Use of the surface-based procedure is straightforward. Two surfaces must be defined on the beam or shell: one on the SPOS side and one on the SNEG side. Each surface is then coupled to the fluid using a tie constraint. At least one of the two surfaces on the beam or shell must be a master surface.
In Abaqus/Standard, if the same nodes are used for the fluid and the beam or shell, acoustic interface elements must be used in the following manner to define acoustic-structural coupling on both sides of a beam or shell element:
- Define a second set of nodes coincident with the beam or shell nodes, and constrain the motions of the two sets of nodes together using a PIN-type MPC (“General multi-point constraints,” Section 35.2.2).
- Use the first set of nodes to line one side of the beam or shell elements with acoustic interface elements (with the normals of the acoustic interface elements pointing into the fluid).
- Use the second set of nodes to line the other side of the beam or shell elements with acoustic interface elements (with the normals pointing into the fluid on the opposite side of the structure, as in Step 2).
- The acoustic elements on the first side of the beam or shell elements should be defined using the first set of nodes, and the acoustic elements on the second side of the beam or shell elements should be defined using the second set of nodes.
Defining the virtual mass effect (fluid-structural coupling) for beam and pipe elements
In Abaqus virtual mass effects on submerged Timoshenko beam elements can be modeled by specifying additional inertia for the beam. The virtual mass effects are specified as part of the section definition of the beam.

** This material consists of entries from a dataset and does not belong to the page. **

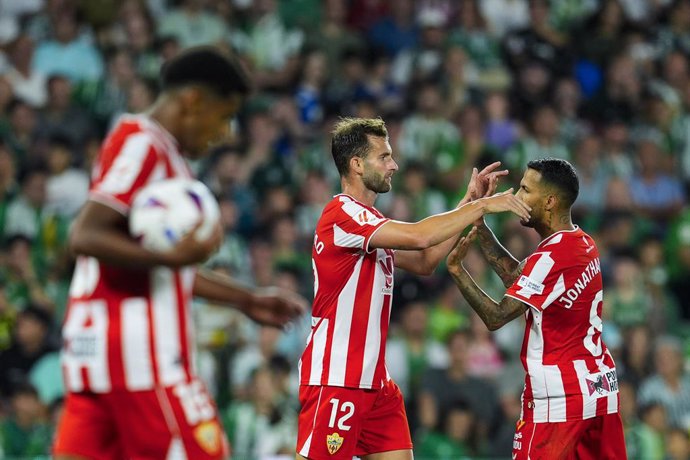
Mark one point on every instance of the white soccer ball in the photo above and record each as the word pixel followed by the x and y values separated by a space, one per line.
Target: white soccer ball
pixel 165 211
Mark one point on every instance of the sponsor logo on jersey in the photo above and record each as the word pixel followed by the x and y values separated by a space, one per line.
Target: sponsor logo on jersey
pixel 530 286
pixel 334 442
pixel 207 434
pixel 602 383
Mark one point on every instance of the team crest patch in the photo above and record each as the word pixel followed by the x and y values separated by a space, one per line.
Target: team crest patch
pixel 602 384
pixel 334 442
pixel 208 436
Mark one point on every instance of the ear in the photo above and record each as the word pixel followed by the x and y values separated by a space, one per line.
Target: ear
pixel 552 202
pixel 357 164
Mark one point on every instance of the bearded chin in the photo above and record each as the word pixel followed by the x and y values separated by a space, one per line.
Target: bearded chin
pixel 377 184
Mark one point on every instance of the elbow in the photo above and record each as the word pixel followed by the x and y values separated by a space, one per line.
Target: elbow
pixel 76 243
pixel 494 326
pixel 420 241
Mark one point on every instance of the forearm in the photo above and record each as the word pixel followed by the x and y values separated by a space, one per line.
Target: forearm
pixel 222 289
pixel 494 314
pixel 502 262
pixel 485 306
pixel 114 247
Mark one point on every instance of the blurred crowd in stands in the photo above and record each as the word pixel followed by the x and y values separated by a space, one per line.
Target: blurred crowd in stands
pixel 460 83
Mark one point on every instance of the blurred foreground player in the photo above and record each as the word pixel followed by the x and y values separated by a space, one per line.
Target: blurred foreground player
pixel 128 349
pixel 570 400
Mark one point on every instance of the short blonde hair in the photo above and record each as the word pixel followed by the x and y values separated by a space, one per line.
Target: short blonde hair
pixel 350 139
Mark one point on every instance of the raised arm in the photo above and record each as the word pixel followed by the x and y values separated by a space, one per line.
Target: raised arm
pixel 503 263
pixel 494 314
pixel 424 262
pixel 271 306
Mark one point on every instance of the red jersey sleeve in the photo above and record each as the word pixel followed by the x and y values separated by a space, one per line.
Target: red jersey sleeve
pixel 539 282
pixel 354 224
pixel 124 167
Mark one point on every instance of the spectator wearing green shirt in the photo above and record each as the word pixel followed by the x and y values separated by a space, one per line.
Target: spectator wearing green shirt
pixel 26 433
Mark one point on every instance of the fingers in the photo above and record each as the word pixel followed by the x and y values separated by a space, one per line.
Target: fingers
pixel 520 208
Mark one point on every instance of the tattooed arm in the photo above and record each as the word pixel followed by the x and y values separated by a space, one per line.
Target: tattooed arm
pixel 504 264
pixel 494 314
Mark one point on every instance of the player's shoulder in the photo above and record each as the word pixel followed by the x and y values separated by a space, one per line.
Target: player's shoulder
pixel 138 132
pixel 566 240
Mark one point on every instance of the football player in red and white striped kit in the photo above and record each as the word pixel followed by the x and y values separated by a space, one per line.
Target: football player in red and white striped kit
pixel 570 399
pixel 350 405
pixel 128 337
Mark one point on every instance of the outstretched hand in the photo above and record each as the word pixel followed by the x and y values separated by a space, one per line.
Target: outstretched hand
pixel 457 255
pixel 276 307
pixel 483 183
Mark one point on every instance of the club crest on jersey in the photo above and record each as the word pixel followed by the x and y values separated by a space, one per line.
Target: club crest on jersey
pixel 387 268
pixel 365 217
pixel 334 442
pixel 602 384
pixel 530 286
pixel 207 434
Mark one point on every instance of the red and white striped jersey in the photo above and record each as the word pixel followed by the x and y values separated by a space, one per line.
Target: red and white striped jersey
pixel 124 328
pixel 570 373
pixel 353 289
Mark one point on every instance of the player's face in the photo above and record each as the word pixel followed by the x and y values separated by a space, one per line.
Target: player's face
pixel 211 124
pixel 532 193
pixel 379 165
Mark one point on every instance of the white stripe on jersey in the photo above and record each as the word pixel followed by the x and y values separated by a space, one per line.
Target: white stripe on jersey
pixel 86 275
pixel 318 350
pixel 127 166
pixel 589 404
pixel 341 330
pixel 136 349
pixel 346 240
pixel 558 289
pixel 86 346
pixel 187 277
pixel 556 392
pixel 538 273
pixel 166 327
pixel 372 342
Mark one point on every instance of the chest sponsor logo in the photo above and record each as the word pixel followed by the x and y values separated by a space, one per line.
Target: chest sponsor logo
pixel 517 439
pixel 334 442
pixel 602 384
pixel 531 286
pixel 208 436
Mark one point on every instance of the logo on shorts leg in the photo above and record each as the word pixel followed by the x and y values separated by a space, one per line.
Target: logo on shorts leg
pixel 208 435
pixel 334 442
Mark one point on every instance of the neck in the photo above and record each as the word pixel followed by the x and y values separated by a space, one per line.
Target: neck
pixel 559 221
pixel 165 113
pixel 358 191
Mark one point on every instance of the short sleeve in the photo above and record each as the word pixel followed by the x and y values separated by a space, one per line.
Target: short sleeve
pixel 540 282
pixel 124 172
pixel 354 225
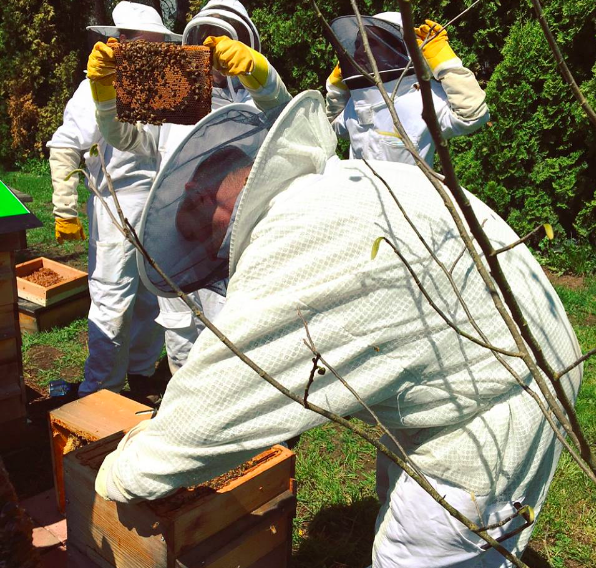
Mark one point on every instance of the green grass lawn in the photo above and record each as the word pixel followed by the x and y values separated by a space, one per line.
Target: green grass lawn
pixel 335 469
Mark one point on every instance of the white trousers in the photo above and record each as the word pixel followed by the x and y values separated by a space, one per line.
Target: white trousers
pixel 414 531
pixel 182 326
pixel 123 335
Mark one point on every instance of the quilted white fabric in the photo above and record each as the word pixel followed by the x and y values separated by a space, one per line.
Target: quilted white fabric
pixel 302 240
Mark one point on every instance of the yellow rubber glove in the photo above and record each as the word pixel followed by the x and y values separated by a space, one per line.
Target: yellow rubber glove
pixel 337 95
pixel 437 51
pixel 101 71
pixel 69 230
pixel 336 78
pixel 232 57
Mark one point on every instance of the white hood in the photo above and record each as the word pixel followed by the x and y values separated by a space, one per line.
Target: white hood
pixel 299 143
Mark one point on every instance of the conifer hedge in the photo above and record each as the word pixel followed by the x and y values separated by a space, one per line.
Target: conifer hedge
pixel 536 163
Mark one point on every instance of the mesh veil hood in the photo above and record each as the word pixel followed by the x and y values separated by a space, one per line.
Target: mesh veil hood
pixel 385 37
pixel 229 17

- Define the beam section (“Using a beam section integrated during the analysis to define the section behavior,” Section 29.3.6, or “Using a general beam section to define the section behavior,” Section 29.3.7), any additional internal inertia (“Adding inertia to the beam section behavior for Timoshenko beams” in “Beam section behavior,” Section 29.3.5), and the beam material properties.
- Define the virtual mass effect (“Additional inertia due to immersion in fluid” in “Beam section behavior,” Section 29.3.5).
- If the model is to be loaded using an incident wave (“Incident wave loading due to external sources” in “Acoustic and shock loads,” Section 34.4.6), define a surface or surfaces on the beam elements.
Loads
The following types of loading can be prescribed in an acoustic analysis, as described in “Acoustic and shock loads,” Section 34.4.6:
• Concentrated pressure-conjugate loading.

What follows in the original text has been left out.